You have a stock solution of 15.0 M NH3 . How many milliliters of this solution should you dilute to make 1200ml of 0.280 M NH3 ?
find the moles of NH3 you need:
moles=.280*volume=.280*1.2=xxxx liters
Now, find the volume of stock solution needed to deliver those moles..
volume=xxxx/15
so take 1000*xxxx/15 ml of stock solution, and the remainder water.

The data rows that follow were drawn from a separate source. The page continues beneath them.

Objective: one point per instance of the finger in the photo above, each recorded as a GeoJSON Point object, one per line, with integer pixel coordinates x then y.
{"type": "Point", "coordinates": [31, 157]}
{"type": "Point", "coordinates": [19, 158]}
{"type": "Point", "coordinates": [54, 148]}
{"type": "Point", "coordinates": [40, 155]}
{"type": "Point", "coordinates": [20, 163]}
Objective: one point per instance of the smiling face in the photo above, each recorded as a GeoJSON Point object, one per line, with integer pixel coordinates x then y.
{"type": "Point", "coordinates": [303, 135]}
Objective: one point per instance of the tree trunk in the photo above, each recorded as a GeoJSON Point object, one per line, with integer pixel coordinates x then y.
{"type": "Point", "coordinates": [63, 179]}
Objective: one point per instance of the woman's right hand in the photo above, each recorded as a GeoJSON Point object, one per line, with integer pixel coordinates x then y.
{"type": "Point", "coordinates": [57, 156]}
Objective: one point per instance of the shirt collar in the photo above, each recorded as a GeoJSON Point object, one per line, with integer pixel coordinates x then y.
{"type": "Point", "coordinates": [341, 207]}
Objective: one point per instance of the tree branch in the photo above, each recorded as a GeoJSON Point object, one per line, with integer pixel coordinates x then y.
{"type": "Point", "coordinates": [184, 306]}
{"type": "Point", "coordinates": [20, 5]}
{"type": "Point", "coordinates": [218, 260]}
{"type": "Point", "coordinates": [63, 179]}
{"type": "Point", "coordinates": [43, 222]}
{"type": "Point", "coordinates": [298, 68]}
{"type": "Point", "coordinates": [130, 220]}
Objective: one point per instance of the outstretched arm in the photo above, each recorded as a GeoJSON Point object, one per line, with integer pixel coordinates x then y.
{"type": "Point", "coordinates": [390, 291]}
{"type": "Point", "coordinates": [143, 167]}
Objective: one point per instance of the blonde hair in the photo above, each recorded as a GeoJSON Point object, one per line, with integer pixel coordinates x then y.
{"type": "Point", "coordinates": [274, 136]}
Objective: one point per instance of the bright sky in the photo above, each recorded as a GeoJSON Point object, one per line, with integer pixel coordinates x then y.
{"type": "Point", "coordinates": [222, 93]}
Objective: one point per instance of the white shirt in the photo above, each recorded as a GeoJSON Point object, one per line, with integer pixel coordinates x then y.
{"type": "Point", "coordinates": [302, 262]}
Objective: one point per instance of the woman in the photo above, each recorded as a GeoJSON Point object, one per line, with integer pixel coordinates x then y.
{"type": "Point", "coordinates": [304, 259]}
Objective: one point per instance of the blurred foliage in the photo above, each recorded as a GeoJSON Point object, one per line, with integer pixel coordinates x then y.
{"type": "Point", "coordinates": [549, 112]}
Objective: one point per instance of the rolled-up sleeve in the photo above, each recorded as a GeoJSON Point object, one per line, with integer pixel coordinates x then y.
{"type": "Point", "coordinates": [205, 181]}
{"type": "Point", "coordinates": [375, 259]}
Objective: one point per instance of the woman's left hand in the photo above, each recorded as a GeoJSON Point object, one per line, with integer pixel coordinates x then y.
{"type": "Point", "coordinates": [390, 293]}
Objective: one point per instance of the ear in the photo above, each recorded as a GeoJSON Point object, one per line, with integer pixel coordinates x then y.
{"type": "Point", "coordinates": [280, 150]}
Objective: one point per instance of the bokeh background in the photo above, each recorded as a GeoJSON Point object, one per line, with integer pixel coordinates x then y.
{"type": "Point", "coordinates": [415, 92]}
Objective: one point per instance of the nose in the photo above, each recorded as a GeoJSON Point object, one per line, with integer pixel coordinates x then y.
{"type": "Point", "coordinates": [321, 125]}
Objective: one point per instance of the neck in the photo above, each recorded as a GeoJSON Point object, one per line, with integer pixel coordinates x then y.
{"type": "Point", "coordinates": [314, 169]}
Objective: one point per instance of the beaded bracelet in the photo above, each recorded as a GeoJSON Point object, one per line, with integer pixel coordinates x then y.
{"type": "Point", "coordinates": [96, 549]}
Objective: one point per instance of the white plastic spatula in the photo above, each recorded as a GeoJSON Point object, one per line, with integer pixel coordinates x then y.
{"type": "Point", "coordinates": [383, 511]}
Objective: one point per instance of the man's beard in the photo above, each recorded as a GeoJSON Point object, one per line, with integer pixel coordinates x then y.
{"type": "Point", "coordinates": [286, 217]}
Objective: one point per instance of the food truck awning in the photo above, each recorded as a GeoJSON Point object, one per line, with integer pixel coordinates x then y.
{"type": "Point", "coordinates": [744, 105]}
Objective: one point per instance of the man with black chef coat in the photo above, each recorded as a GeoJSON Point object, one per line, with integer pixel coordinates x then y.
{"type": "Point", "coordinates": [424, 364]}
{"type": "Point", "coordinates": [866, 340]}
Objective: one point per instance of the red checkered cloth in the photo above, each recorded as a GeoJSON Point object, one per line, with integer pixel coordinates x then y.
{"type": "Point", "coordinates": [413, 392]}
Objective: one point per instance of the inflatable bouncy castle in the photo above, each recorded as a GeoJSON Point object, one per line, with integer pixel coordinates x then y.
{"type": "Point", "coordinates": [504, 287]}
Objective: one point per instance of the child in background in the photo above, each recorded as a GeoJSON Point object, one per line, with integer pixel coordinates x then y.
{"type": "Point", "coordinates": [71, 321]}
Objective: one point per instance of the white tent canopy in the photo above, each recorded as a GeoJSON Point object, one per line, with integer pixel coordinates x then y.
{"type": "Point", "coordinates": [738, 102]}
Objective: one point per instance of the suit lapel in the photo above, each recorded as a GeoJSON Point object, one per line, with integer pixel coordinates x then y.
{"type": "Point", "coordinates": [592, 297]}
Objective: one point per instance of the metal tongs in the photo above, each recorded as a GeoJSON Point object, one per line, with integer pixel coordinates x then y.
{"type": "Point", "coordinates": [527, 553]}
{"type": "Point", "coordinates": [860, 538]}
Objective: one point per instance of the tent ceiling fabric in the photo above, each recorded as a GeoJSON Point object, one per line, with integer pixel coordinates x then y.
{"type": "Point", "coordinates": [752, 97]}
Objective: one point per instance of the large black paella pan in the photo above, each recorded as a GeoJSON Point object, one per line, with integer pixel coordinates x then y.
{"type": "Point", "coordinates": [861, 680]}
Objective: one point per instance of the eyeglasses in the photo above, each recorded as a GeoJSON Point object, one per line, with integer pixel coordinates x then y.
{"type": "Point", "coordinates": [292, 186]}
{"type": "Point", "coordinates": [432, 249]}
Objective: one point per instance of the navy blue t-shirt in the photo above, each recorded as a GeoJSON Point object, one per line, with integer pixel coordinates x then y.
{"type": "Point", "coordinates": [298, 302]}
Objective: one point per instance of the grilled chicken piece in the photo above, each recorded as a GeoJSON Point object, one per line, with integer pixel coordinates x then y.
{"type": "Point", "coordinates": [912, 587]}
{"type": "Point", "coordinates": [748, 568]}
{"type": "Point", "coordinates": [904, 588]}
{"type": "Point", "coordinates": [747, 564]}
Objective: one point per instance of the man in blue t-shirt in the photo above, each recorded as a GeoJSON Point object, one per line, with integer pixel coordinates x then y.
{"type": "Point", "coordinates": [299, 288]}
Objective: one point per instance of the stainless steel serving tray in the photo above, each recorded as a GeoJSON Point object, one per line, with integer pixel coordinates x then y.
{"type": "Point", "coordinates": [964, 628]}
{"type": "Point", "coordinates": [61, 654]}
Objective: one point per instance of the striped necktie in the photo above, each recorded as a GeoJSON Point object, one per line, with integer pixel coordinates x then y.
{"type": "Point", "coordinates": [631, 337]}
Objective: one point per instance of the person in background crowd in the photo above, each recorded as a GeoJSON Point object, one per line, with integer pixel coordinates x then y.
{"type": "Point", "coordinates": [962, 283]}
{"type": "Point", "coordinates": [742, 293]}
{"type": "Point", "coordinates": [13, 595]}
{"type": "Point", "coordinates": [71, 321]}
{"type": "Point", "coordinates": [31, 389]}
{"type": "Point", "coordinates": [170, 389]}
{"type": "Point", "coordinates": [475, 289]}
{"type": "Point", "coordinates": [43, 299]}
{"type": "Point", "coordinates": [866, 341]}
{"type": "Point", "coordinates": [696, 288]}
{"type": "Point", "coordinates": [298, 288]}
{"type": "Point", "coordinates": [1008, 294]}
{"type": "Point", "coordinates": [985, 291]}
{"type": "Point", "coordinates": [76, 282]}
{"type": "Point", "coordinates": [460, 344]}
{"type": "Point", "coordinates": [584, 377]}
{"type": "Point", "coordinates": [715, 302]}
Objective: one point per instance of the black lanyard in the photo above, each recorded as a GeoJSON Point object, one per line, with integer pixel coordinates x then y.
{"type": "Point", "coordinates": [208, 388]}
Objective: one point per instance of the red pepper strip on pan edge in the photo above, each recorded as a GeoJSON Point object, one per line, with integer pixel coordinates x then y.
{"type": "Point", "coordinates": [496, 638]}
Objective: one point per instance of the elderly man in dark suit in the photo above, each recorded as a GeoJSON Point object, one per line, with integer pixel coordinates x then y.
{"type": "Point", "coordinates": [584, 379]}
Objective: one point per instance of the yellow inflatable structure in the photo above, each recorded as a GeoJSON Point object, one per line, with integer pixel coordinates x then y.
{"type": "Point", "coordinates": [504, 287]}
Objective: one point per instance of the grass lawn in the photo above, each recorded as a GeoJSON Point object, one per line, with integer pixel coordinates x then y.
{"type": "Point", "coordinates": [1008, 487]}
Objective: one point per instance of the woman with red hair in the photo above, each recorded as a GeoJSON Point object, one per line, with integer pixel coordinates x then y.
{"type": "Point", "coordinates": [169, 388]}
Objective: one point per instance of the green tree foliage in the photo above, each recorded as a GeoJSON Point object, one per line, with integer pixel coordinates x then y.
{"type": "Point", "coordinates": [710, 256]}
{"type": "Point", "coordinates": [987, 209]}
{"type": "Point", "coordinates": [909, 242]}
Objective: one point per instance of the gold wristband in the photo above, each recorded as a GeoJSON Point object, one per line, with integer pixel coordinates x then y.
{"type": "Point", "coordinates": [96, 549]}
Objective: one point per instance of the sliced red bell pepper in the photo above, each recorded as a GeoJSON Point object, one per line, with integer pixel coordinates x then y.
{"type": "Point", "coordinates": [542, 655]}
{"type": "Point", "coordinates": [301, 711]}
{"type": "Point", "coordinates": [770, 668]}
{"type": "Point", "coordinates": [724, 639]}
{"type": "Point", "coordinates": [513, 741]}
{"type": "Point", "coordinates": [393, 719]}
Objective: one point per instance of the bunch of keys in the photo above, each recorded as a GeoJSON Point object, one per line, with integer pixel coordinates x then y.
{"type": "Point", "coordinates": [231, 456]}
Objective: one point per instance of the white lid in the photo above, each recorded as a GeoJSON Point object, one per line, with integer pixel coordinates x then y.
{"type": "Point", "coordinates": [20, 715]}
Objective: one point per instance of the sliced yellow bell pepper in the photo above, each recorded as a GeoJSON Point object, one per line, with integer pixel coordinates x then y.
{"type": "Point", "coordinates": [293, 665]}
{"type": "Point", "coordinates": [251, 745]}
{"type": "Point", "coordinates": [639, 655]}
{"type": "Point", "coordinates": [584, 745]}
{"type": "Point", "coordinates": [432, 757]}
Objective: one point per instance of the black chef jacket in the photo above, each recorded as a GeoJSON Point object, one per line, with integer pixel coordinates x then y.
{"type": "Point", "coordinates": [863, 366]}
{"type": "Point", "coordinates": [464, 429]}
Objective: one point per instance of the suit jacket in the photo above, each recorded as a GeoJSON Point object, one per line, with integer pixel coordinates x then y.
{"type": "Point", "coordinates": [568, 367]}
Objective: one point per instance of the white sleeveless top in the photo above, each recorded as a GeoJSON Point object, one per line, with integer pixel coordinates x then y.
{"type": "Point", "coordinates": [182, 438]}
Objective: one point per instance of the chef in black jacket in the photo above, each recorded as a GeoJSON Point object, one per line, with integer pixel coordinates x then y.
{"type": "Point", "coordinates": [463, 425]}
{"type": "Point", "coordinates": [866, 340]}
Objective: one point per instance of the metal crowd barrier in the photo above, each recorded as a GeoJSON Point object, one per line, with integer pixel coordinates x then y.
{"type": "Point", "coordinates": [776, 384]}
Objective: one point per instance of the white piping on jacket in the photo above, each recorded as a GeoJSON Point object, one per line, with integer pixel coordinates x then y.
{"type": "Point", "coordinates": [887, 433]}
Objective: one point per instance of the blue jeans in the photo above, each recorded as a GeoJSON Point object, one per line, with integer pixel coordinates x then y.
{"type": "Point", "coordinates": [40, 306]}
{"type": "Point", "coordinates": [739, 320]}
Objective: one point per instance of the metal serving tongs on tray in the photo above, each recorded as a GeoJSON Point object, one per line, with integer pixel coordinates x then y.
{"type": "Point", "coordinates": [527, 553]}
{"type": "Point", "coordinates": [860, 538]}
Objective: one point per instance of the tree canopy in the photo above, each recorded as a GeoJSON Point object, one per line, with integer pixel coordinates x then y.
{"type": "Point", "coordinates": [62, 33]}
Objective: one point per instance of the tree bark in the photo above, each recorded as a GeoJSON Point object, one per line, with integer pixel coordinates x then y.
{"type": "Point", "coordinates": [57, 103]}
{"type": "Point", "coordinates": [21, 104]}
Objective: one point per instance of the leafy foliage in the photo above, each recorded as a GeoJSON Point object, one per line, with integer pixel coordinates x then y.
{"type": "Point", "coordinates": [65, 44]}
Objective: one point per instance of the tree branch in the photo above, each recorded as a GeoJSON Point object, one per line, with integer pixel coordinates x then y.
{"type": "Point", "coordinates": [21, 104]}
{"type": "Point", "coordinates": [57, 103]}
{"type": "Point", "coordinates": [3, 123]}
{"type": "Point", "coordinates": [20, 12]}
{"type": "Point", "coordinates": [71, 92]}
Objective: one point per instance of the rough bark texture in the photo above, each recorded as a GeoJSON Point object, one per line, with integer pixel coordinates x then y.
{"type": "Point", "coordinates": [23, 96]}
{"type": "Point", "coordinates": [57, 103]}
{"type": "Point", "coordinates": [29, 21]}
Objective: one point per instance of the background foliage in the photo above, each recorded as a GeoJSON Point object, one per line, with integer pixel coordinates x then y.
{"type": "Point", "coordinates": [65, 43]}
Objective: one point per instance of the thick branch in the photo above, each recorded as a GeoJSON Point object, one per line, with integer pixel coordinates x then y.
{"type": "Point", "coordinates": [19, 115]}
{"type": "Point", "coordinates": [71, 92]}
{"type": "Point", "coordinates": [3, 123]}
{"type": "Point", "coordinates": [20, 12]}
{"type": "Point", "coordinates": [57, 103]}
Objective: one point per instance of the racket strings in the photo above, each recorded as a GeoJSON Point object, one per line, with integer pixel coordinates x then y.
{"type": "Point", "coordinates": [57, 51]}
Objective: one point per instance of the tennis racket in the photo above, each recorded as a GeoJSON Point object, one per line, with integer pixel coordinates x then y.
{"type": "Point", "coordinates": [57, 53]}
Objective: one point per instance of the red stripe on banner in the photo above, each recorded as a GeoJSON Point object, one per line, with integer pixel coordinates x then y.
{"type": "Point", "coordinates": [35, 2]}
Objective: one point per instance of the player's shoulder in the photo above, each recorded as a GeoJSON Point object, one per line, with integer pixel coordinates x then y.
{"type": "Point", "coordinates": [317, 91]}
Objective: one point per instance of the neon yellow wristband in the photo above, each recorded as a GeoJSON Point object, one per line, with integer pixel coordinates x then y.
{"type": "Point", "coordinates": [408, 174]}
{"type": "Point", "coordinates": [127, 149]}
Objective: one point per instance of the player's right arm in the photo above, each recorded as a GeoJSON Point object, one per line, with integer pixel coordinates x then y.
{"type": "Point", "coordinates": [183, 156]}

stir, properly label, and you are done.
To solve this problem, you can use the equation for dilution:
M1V1 = M2V2
Where:
M1 = initial molarity (15.0 M)
V1 = initial volume (unknown)
M2 = final molarity (0.280 M)
V2 = final volume (1200 mL or 1.2 L)
First, rearrange the equation to solve for V1:
V1 = (M2 * V2) / M1
Now plug in the given values:
V1 = (0.280 M * 1.2 L) / 15.0 M
Calculate the result:
V1 = 0.0224 L
Remember, since 1 L = 1000 mL, convert liters to milliliters:
V1 = 0.0224 L * 1000 mL/L
V1 = 22.4 mL
Therefore, you need to dilute 22.4 mL of the 15.0 M NH3 solution to make 1200 mL of 0.280 M NH3 solution.